Geophysical Research Letters

Tropical Atlantic climate response to low-latitude and extratropical sea-surface temperature: A Little Ice Age perspective

Authors


Abstract

[1] Proxy reconstructions and model simulations suggest that steeper interhemispheric sea surface temperature (SST) gradients lead to southerly Intertropical Convergence Zone (ITCZ) migrations during periods of North Atlantic cooling, the most recent of which was the Little Ice Age (LIA; ∼100–450 yBP). Evidence suggesting low-latitude Atlantic cooling during the LIA was relatively small (<1°C) raises the possibility that the ITCZ may have responded to a hemispheric SST gradient originating in the extratropics. We use an atmospheric general circulation model (AGCM) to investigate the relative influence of low-latitude and extratropical SSTs on the meridional position of the ITCZ. Our results suggest that the ITCZ responds primarily to local, low-latitude SST anomalies and that small cool anomalies (<0.5°C) can reproduce the LIA precipitation pattern suggested by paleoclimate proxies. Conversely, even large extratropical cooling does not significantly impact low-latitude hydrology in the absence of ocean-atmosphere interaction.

1. Introduction

[2] The Intertropical Convergence Zone (ITCZ) is a latitudinal band of intense precipitation with significant impacts on low-latitude Atlantic climate. Instrumental precipitation records suggest that the mean latitude of the ITCZ is strongly influenced by the sea surface temperature (SST) gradient between the relatively warm North Atlantic and the relatively cool South Atlantic [Chiang et al., 2002]. Cool anomalies in the North tropical Atlantic reduce the interhemispheric SST gradient and drive enhanced cross-equatorial boundary layer flow into the Southern Hemisphere. Associated enhancement of northeasterly trade winds, and slackening of southeasterly trades, leads to a southerly displacement of the ITCZ.

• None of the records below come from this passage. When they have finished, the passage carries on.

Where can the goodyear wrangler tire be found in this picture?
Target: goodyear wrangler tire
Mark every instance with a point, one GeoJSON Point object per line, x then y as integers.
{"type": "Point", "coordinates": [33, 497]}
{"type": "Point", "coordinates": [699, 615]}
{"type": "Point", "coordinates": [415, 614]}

[3] Proxy reconstructions of tropical Atlantic hydrology suggest that southerly ITCZ displacements coincide with high-latitude North Atlantic cooling on timescales ranging from hundreds to tens of thousands of years [Peterson et al., 2000; Haug et al., 2001]. One potential mechanism for these synchronous variations involves changes in the strength of the Atlantic Meridional Overturning Circulation (AMOC). General circulation model simulations of fresh-water induced weakening of the AMOC commonly exhibit North Atlantic cooling, a steeper interhemispheric SST gradient and a southerly displacement of the ITCZ [Zhang and Delworth, 2005; Stouffer et al., 2006].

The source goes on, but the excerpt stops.